MIAMI – (COMMERCIAL THREAD) – HIG Capital (“HIG”), a leading global alternative investment firm with over $ 45 billion in equity under management, is pleased to announce that one of its affiliates has completed the recapitalization of Health Network One and its various affiliates and subsidiaries (collectively “Health Network One” or the “Company”), a leading provider of specialized benefit management services for health insurers.

Founded in 1999, Health Network One partners with Health Plans to optimize care in a number of specialties, including physiotherapy, occupational therapy and speech therapy; Dermatology; Vision and Ophthalmology; Podiatry; Gastroenterology; and Urology. Through the company’s comprehensive network of over 10,000 providers and dedicated in-house clinical expertise, Health Network One helps deliver high-quality, convenient healthcare to over 5 million covered people. In addition to helping improve health outcomes, Health Network One’s cost-effective capitation payment solution aligns incentives with key stakeholders.
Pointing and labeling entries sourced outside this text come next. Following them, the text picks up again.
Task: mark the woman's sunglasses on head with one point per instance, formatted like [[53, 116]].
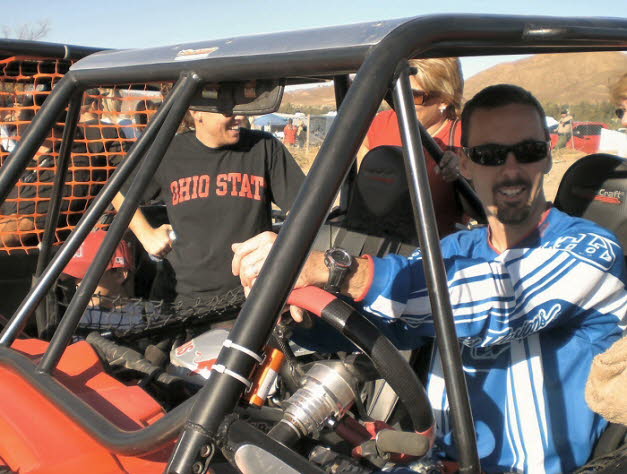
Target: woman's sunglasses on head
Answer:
[[494, 154], [421, 97]]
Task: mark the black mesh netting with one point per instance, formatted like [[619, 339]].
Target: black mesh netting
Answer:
[[127, 317]]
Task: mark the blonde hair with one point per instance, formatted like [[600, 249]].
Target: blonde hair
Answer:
[[618, 90], [444, 76]]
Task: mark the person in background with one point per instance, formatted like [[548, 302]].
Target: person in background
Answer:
[[301, 134], [564, 129], [607, 385], [218, 182], [618, 92], [438, 89], [289, 133]]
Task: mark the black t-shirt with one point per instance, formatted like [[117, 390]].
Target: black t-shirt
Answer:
[[217, 196]]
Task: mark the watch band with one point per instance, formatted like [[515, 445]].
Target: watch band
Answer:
[[339, 262]]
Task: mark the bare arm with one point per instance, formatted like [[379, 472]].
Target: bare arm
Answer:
[[157, 241]]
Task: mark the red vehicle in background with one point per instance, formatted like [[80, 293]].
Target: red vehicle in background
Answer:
[[586, 136]]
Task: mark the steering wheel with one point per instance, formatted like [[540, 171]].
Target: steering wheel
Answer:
[[386, 359]]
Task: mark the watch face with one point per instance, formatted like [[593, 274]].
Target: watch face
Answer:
[[340, 257]]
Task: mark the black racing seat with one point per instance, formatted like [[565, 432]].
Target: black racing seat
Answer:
[[595, 188], [380, 218]]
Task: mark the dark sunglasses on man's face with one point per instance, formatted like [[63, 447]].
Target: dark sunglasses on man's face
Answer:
[[493, 154]]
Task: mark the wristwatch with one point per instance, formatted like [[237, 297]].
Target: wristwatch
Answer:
[[339, 263]]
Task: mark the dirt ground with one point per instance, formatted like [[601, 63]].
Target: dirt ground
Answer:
[[561, 162]]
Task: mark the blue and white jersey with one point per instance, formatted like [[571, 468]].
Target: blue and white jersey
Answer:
[[530, 319]]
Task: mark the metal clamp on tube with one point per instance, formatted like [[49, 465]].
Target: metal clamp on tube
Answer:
[[446, 336]]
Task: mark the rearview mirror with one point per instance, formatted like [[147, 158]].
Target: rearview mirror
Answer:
[[257, 97]]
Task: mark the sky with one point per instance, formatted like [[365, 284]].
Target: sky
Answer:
[[137, 24]]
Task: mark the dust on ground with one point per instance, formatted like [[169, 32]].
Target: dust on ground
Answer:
[[562, 160]]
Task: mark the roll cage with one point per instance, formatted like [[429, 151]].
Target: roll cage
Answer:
[[377, 52]]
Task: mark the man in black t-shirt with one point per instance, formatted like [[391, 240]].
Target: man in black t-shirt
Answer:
[[218, 183]]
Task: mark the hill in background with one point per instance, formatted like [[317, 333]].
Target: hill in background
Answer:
[[558, 78]]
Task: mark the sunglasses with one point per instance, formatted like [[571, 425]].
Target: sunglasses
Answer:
[[421, 97], [492, 154]]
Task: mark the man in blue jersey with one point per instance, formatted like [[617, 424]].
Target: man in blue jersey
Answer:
[[535, 296]]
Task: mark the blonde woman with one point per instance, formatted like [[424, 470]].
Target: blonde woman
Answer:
[[438, 89]]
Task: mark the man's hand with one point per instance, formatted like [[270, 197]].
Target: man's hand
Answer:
[[249, 257], [158, 242], [448, 167]]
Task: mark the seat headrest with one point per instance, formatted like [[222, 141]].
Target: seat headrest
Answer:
[[380, 204], [381, 179], [595, 188]]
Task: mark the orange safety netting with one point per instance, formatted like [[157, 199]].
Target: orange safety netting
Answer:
[[110, 122]]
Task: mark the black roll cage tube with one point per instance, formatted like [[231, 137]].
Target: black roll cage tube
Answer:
[[441, 35]]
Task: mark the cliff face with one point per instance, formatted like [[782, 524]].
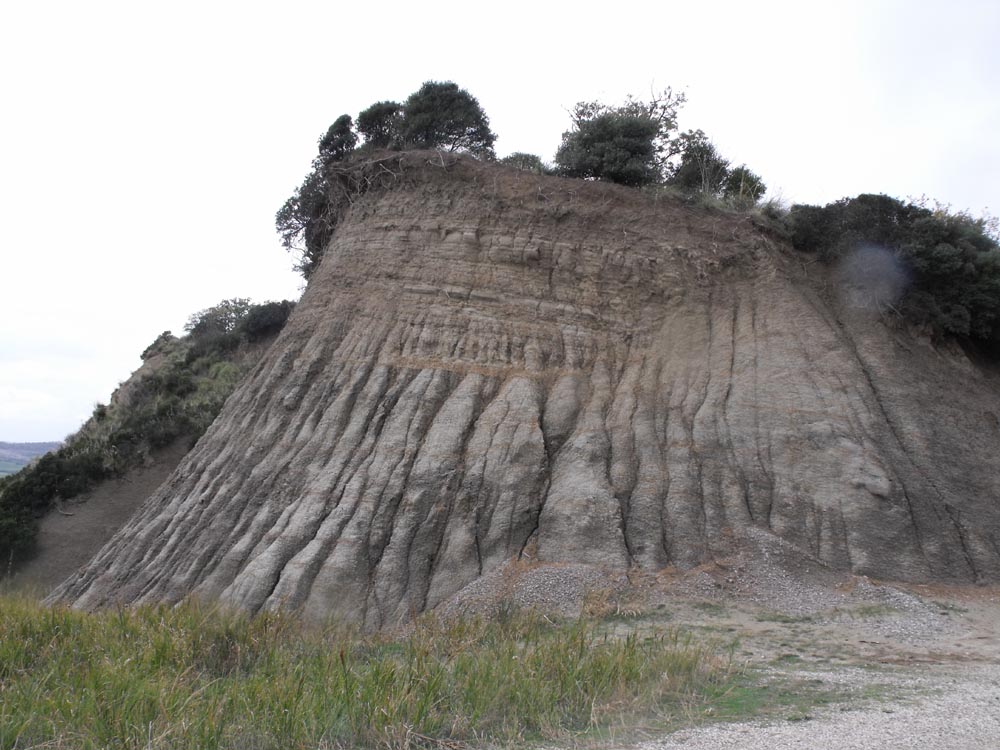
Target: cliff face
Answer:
[[489, 364]]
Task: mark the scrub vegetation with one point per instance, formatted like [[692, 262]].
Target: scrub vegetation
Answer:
[[185, 677], [178, 394], [948, 262]]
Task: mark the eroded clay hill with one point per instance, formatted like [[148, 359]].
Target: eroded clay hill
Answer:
[[490, 364]]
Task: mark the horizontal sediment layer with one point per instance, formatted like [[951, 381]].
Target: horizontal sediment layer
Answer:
[[490, 364]]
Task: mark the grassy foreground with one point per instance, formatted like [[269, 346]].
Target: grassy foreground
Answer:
[[188, 677]]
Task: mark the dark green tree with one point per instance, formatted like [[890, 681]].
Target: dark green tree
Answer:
[[630, 144], [743, 187], [381, 124], [527, 162], [304, 222], [442, 115], [701, 169], [338, 141], [952, 261], [224, 317]]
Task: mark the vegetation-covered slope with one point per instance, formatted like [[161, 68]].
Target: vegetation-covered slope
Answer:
[[175, 395], [492, 364]]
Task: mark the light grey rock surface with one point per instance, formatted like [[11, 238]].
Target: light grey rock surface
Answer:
[[488, 362]]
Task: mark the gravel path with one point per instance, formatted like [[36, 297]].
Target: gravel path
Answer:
[[962, 713]]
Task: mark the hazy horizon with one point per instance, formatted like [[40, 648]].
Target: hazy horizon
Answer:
[[147, 148]]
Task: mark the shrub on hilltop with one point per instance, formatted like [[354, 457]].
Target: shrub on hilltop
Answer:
[[951, 260]]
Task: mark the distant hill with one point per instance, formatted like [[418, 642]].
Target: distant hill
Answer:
[[14, 456]]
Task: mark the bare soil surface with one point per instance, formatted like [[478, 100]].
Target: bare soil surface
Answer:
[[838, 662], [73, 532]]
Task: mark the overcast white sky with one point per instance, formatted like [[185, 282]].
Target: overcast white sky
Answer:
[[145, 147]]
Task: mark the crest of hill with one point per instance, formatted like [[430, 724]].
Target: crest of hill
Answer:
[[491, 365]]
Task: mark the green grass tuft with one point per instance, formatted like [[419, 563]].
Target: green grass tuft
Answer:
[[158, 677]]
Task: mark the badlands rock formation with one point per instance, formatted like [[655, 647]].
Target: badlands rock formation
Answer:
[[490, 364]]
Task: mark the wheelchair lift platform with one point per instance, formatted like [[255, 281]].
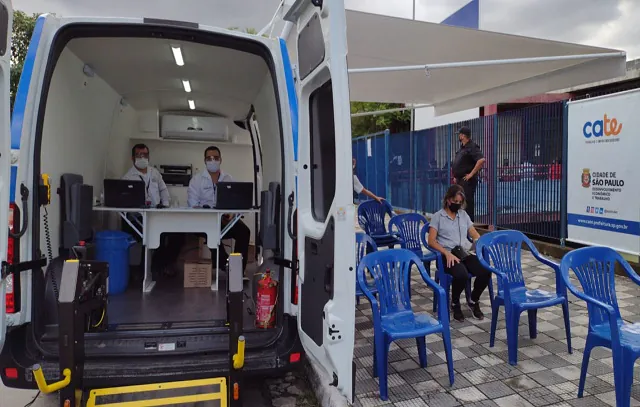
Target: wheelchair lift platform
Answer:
[[82, 307]]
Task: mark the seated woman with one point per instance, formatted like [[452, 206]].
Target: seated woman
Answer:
[[448, 233]]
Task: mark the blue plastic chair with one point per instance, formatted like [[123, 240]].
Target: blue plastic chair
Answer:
[[595, 269], [364, 245], [371, 217], [444, 279], [504, 250], [393, 317]]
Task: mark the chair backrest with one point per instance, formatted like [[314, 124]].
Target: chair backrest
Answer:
[[595, 269], [409, 226], [371, 216], [364, 245], [390, 270], [502, 250]]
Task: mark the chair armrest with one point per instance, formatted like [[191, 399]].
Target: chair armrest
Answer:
[[437, 290], [631, 272]]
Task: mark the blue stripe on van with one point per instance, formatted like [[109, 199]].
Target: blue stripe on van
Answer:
[[14, 177], [293, 98], [20, 103]]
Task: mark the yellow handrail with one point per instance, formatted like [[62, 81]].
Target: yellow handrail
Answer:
[[238, 358], [53, 387]]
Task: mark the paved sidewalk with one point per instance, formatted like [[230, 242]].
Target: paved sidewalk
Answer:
[[546, 375]]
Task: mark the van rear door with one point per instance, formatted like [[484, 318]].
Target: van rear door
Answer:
[[6, 24], [326, 233]]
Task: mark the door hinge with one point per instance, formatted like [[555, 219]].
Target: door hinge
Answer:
[[8, 269], [282, 262]]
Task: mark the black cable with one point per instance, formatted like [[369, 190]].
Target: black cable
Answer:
[[47, 234], [29, 404]]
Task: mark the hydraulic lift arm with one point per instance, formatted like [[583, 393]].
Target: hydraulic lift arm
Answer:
[[83, 290]]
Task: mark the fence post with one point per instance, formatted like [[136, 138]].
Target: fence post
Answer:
[[496, 177], [563, 185], [449, 140], [387, 192]]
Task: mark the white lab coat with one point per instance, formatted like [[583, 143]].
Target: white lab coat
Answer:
[[357, 185], [202, 191], [156, 190]]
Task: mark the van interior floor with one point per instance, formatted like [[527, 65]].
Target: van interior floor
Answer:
[[170, 305]]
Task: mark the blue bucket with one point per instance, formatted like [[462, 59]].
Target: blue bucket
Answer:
[[112, 246]]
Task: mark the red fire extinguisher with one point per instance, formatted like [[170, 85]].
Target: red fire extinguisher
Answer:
[[267, 296]]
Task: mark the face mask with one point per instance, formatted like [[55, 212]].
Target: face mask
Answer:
[[142, 163], [213, 166], [455, 207]]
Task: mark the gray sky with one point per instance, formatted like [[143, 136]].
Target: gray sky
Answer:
[[607, 23]]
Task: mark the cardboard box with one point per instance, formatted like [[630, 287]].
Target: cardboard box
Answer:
[[197, 273], [203, 250]]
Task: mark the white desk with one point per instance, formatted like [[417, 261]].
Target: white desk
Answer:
[[176, 220]]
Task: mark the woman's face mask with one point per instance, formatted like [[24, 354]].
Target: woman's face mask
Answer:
[[213, 165], [142, 163], [455, 206]]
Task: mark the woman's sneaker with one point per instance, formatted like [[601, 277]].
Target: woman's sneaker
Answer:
[[457, 313], [475, 310]]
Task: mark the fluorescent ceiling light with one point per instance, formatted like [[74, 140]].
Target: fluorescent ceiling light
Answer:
[[177, 55]]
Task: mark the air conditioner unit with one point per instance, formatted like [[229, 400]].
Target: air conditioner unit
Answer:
[[197, 128]]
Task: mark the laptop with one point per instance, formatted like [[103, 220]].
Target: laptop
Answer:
[[234, 195], [120, 193]]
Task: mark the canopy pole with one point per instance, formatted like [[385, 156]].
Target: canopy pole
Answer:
[[397, 109], [446, 65]]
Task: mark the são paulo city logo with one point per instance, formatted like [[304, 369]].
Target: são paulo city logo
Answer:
[[602, 127]]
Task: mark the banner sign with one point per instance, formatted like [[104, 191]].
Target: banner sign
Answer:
[[603, 172]]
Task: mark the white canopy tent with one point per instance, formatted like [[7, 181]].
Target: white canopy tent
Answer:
[[398, 60]]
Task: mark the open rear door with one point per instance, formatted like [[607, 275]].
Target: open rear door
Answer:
[[6, 23], [326, 234]]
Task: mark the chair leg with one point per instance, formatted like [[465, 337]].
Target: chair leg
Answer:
[[513, 320], [533, 323], [495, 310], [422, 351], [585, 365], [383, 363], [491, 291], [627, 374], [446, 338], [567, 324], [467, 290]]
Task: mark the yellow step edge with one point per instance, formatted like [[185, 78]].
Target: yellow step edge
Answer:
[[220, 395]]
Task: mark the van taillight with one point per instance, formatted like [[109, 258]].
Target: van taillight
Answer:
[[10, 294]]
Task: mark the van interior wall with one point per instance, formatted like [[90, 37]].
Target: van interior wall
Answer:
[[80, 115], [269, 127]]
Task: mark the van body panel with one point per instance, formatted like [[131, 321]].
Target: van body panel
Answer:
[[6, 26], [326, 234]]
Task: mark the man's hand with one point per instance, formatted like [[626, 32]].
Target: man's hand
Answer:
[[451, 259]]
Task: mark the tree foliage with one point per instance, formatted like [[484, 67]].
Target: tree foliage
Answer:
[[395, 121], [23, 26]]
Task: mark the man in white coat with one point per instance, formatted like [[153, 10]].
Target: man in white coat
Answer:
[[156, 196], [202, 193], [156, 192]]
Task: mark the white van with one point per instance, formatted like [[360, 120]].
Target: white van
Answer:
[[94, 87]]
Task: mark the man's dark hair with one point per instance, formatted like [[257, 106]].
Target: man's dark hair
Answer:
[[212, 148], [452, 192], [138, 147], [465, 130]]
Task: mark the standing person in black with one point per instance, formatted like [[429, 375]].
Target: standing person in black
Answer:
[[466, 165]]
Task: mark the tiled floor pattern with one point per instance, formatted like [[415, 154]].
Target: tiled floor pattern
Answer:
[[546, 374]]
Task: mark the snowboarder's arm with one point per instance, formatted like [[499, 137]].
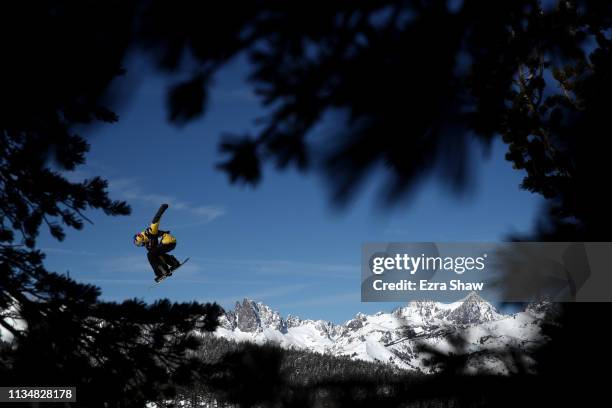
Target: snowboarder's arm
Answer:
[[154, 228]]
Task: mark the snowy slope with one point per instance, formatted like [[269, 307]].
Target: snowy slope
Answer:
[[407, 337]]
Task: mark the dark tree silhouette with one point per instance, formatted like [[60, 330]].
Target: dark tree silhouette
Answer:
[[58, 60], [413, 80], [410, 81]]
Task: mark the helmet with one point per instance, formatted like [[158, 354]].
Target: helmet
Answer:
[[139, 239]]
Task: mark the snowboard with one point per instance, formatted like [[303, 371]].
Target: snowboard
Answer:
[[166, 274]]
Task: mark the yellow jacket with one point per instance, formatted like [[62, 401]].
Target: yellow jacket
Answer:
[[153, 230]]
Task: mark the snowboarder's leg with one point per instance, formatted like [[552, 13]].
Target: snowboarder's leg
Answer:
[[164, 257], [155, 263], [171, 261]]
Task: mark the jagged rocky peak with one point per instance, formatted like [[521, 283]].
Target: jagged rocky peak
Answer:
[[473, 310], [251, 316], [293, 321], [427, 309]]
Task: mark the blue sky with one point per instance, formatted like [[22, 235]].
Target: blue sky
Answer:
[[282, 243]]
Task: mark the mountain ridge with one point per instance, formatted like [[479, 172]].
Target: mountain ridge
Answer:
[[406, 337]]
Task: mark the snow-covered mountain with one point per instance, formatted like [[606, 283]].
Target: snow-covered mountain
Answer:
[[407, 337]]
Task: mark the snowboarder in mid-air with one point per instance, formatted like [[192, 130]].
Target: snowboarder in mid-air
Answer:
[[158, 244]]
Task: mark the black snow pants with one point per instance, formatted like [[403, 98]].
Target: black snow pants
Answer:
[[161, 260]]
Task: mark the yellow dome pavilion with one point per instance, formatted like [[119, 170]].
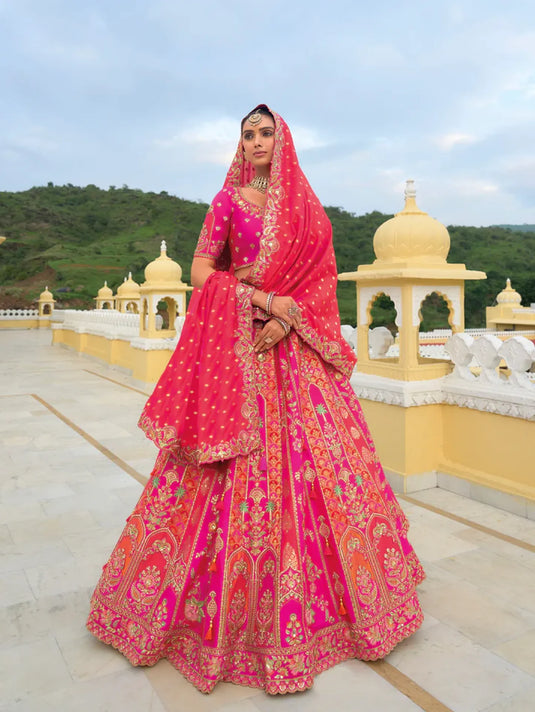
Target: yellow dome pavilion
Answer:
[[46, 296], [128, 289], [105, 292], [45, 303], [163, 271], [411, 236], [163, 283], [128, 295], [509, 295], [105, 298]]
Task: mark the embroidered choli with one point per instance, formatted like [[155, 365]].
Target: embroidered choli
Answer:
[[231, 219]]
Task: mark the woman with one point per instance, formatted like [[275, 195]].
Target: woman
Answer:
[[267, 545]]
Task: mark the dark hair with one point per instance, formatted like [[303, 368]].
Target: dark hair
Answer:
[[260, 109]]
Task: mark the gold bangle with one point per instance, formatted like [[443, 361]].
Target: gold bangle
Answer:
[[287, 328], [268, 302]]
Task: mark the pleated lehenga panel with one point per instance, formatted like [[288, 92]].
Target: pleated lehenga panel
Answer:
[[267, 569]]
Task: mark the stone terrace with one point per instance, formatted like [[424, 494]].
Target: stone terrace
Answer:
[[71, 463]]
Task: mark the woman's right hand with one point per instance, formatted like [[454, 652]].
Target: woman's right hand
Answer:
[[286, 308]]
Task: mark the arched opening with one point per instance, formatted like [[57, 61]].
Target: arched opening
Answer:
[[435, 315], [383, 313], [162, 310], [383, 329]]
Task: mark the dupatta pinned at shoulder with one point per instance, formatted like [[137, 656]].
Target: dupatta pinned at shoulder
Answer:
[[204, 405]]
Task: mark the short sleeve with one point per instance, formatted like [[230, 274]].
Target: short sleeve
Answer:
[[216, 227]]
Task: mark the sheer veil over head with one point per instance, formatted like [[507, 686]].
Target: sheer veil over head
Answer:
[[186, 413], [296, 253]]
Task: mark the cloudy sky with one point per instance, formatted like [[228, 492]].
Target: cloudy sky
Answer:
[[149, 93]]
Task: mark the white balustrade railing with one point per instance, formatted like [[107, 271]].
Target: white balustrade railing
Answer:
[[499, 363], [18, 313], [103, 322]]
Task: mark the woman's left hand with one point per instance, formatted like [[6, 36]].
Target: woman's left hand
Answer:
[[270, 335]]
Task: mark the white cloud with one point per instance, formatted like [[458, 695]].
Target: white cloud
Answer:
[[451, 140]]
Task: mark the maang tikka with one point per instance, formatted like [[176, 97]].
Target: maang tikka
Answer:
[[254, 118]]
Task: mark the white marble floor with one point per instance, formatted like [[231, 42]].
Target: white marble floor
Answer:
[[69, 447]]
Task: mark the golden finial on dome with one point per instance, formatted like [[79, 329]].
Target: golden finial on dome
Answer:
[[411, 236], [509, 295]]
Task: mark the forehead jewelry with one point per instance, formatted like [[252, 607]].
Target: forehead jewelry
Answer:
[[254, 118]]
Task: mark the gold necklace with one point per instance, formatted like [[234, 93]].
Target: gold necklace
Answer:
[[259, 183]]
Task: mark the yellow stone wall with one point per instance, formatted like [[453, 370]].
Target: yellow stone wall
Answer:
[[483, 448], [145, 366], [30, 323]]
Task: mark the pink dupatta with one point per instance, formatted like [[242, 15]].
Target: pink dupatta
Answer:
[[204, 405]]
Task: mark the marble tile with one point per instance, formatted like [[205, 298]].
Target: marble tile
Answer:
[[496, 573], [85, 656], [51, 528], [520, 702], [62, 578], [430, 547], [461, 674], [475, 613], [174, 690], [15, 588], [520, 651], [16, 557], [499, 546], [33, 668], [129, 691], [33, 620], [347, 687]]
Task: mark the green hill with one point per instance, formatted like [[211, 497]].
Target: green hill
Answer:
[[72, 239]]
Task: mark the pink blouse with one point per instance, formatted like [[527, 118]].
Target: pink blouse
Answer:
[[235, 220]]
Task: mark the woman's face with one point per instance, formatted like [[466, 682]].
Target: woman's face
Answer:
[[258, 141]]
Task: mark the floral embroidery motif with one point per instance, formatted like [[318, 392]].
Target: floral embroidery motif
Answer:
[[249, 559]]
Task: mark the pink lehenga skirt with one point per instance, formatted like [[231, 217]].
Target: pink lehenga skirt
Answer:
[[267, 569]]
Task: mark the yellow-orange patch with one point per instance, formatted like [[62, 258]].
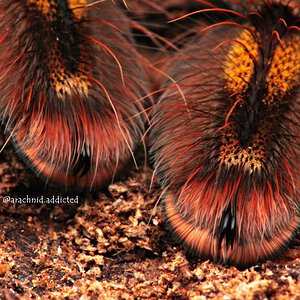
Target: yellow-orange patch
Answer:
[[78, 8]]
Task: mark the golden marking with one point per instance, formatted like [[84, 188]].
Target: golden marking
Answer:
[[239, 66], [78, 8], [251, 158], [63, 81]]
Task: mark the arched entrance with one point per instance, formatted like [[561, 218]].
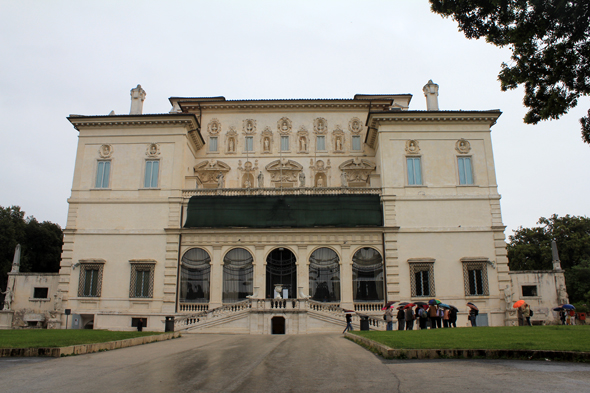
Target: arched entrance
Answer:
[[281, 269]]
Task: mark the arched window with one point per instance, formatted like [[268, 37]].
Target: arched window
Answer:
[[367, 275], [195, 270], [324, 275], [237, 275]]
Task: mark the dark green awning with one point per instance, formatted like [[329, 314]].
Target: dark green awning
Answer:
[[296, 211]]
“We are delighted to partner with Luis Mosquera and the exceptional team at Health Network One,” said Camilo E. Horvilleur, Managing Director of HIG Capital. “The Company’s track record of membership and health plan growth is a testament to management’s focus on exceptional clinical quality, exceptional service and an effective value-based model of care. We will help Luis and his team invest more in the platform, improve the company’s solutions and services, and accelerate growth with existing and new clients, both organically and through mergers and acquisitions. .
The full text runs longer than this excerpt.